Camminiamo da giorni, ma non abbiamo alcuna meta. Solo una fine, davanti. Non c’è ritorno e non c’è perché. Ci hanno messi tutti assieme solo perché abbiamo una cosa in comune tra noi e una sola differenza con loro. Noi siamo quelli che devono morire e sparire per sempre. Loro sono quelli che anche tra cent’anni cercheranno di cancellare il ricordo. Non per Cristo o contro cristo. Solo perché siamo Armeni.
Cento anni fa ci fu la sistematica strage degli Armeni a opera dell’Impero Ottomano. Il Parlamento Europeo e il Papa hanno riconosciuto i fatti come “Genocidio armeno”, ma l’attuale Stato della Turchia ancora non ne vuol sentir parlare. Ancora accennare agli armeni e al “genocidio armeno” in Turchia è reato. Persino Orhan Pamuk, considerato il massimo scrittore turco vivente, fu incriminato, ma il processo non si celebrò. Andò molto peggio al giornalista Hrant Dink. I libri li leggono in pochi, i giornali vanno in mano alla gente. Il suo, Agos, era scritto in turco e armeno a difesa dei diritti civili. Di tutti.

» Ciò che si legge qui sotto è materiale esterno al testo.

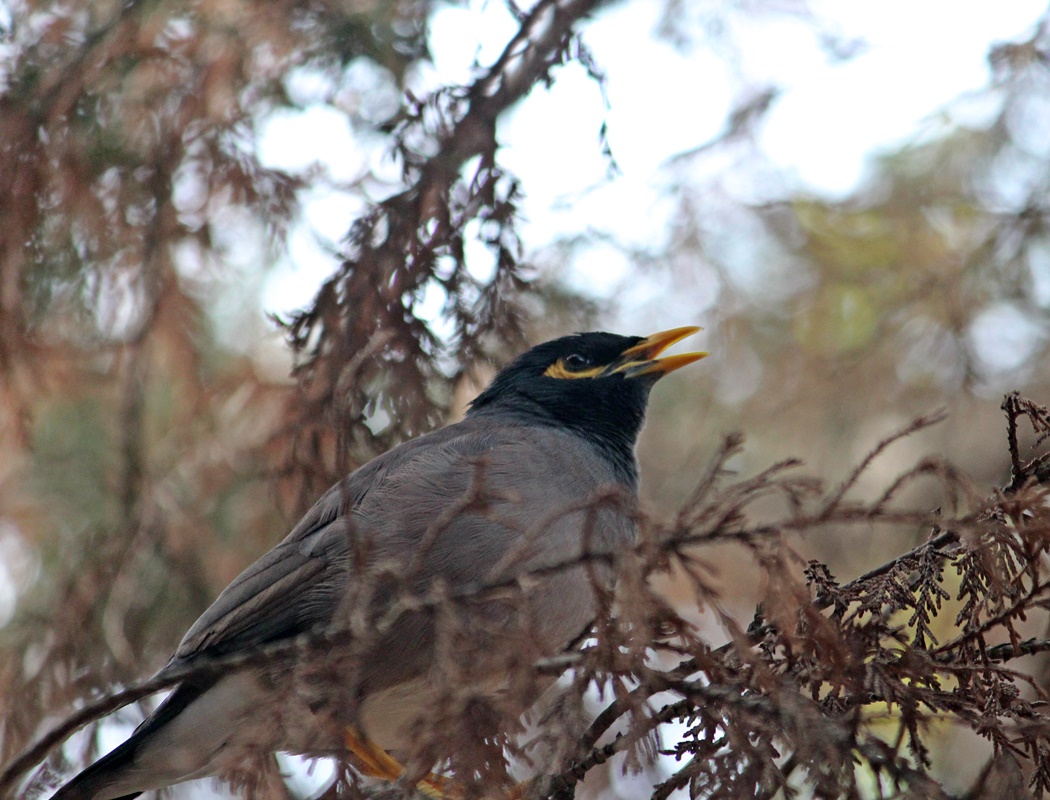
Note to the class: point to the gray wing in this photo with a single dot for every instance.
(526, 475)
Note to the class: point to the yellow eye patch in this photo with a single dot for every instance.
(559, 370)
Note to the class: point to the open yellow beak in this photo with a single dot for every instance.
(642, 358)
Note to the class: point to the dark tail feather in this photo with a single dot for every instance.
(103, 773)
(98, 776)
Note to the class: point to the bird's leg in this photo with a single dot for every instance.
(376, 762)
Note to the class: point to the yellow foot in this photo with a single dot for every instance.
(375, 762)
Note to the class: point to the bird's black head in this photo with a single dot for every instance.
(595, 384)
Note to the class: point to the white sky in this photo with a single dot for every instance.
(828, 120)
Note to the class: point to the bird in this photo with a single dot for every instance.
(480, 504)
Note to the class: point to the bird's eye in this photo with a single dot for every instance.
(575, 362)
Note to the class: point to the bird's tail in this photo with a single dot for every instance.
(93, 782)
(122, 774)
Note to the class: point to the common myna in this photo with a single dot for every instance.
(497, 513)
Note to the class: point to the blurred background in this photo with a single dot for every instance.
(851, 198)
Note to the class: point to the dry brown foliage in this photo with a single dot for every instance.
(830, 692)
(835, 690)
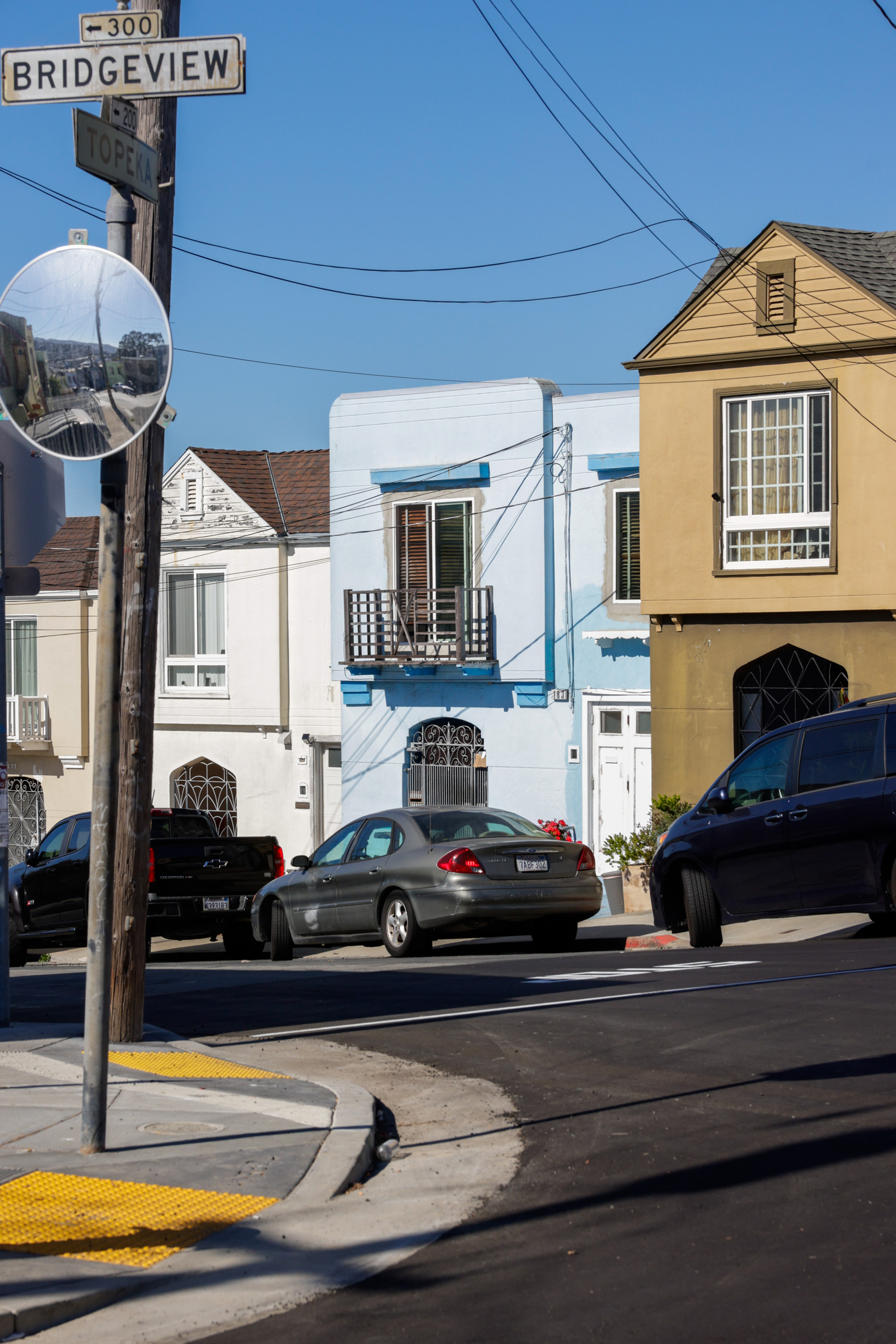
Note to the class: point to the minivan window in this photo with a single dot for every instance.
(839, 753)
(762, 776)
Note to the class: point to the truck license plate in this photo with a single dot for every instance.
(539, 865)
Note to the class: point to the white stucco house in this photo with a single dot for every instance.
(248, 718)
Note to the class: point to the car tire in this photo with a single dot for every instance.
(402, 936)
(240, 941)
(555, 933)
(281, 940)
(18, 951)
(702, 909)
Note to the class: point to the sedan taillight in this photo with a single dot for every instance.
(586, 861)
(461, 861)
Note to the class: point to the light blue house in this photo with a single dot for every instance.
(485, 594)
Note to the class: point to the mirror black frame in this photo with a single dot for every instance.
(718, 801)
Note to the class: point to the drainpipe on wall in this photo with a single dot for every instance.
(284, 635)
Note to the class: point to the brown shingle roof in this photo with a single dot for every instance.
(302, 480)
(69, 560)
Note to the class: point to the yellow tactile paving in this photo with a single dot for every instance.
(115, 1221)
(183, 1064)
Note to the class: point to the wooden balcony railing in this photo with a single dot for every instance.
(420, 625)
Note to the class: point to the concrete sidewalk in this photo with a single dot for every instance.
(201, 1150)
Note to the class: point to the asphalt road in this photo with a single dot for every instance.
(710, 1137)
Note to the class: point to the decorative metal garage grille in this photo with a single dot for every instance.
(447, 767)
(209, 788)
(27, 815)
(784, 687)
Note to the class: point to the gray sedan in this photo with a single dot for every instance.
(412, 875)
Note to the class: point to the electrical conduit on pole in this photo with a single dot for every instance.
(113, 479)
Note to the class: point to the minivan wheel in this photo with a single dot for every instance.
(702, 909)
(281, 940)
(402, 935)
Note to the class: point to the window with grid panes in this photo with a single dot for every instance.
(777, 507)
(195, 631)
(628, 546)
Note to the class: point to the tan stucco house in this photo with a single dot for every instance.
(769, 479)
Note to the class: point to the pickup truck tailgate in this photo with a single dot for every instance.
(213, 867)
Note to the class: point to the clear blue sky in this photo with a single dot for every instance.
(397, 134)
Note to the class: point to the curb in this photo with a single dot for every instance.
(342, 1159)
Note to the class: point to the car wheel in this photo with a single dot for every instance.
(402, 935)
(18, 951)
(240, 941)
(555, 933)
(702, 909)
(281, 940)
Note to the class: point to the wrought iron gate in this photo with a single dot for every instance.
(784, 687)
(27, 815)
(209, 788)
(447, 767)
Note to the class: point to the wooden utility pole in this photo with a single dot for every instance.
(152, 248)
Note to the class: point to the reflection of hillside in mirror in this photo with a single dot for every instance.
(84, 353)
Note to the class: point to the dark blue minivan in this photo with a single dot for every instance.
(802, 822)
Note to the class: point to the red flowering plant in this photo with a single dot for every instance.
(559, 830)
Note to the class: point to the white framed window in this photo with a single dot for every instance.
(22, 655)
(626, 522)
(195, 631)
(191, 492)
(777, 475)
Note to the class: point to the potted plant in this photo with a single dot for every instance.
(633, 854)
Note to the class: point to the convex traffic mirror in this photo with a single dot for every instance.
(85, 353)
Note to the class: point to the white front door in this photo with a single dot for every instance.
(620, 771)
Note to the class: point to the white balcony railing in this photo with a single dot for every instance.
(27, 718)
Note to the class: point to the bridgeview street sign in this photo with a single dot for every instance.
(121, 27)
(116, 155)
(172, 68)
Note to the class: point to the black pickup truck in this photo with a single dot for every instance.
(199, 885)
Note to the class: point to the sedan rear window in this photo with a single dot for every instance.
(468, 824)
(186, 826)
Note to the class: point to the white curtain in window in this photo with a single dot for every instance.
(182, 642)
(26, 642)
(22, 658)
(211, 613)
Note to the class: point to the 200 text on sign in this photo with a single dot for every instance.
(174, 69)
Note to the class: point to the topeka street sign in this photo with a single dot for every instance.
(164, 69)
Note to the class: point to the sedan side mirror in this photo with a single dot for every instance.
(718, 801)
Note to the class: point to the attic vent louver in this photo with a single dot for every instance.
(775, 308)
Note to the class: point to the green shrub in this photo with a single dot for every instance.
(641, 846)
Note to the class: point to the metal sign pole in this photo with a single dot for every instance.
(4, 804)
(113, 479)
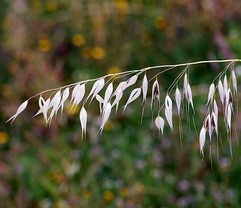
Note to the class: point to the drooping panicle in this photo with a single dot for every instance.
(159, 121)
(83, 120)
(178, 98)
(234, 82)
(168, 111)
(144, 88)
(202, 138)
(133, 96)
(211, 92)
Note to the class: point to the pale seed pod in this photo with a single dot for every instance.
(159, 121)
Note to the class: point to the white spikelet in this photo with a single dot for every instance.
(105, 116)
(159, 121)
(155, 93)
(96, 88)
(211, 93)
(189, 94)
(20, 109)
(185, 85)
(144, 88)
(132, 80)
(64, 98)
(133, 96)
(215, 108)
(121, 86)
(214, 122)
(100, 100)
(202, 138)
(228, 99)
(229, 116)
(45, 110)
(178, 98)
(221, 91)
(74, 92)
(225, 84)
(168, 110)
(83, 120)
(108, 93)
(79, 94)
(118, 97)
(41, 103)
(54, 104)
(208, 125)
(234, 82)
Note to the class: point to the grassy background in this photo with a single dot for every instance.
(47, 44)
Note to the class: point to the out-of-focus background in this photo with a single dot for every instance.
(50, 43)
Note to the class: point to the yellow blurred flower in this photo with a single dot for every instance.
(4, 137)
(108, 196)
(108, 126)
(52, 5)
(160, 23)
(97, 53)
(86, 193)
(78, 40)
(44, 44)
(114, 70)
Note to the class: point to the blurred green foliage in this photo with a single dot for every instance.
(48, 43)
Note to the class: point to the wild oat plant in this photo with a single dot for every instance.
(220, 98)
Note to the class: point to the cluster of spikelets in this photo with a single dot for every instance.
(227, 90)
(76, 95)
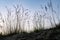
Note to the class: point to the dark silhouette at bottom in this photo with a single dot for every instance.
(48, 34)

Dink si fece sei mesi di galera, e poi fu assassinato davanti alla sede del giornale. Al suo funerale erano più di centomila, solo contando i vivi: dicono che un milione di anime scese apposta da un cielo fatto di steppe e deserti per seguire la sua bara.
La “questione armena” è l’ostacolo maggiore all’ingresso della Turchia nell’Unione Europea. Il popolo turco, partecipando a quel funerale, l’avrebbe già risolta.
Bibliografia consigliata: La Bastarda di Istanbul, della scrittrice turca Elif Shafak. Nata a Strasburgo. Shafak vuol dire alba. Buon segno.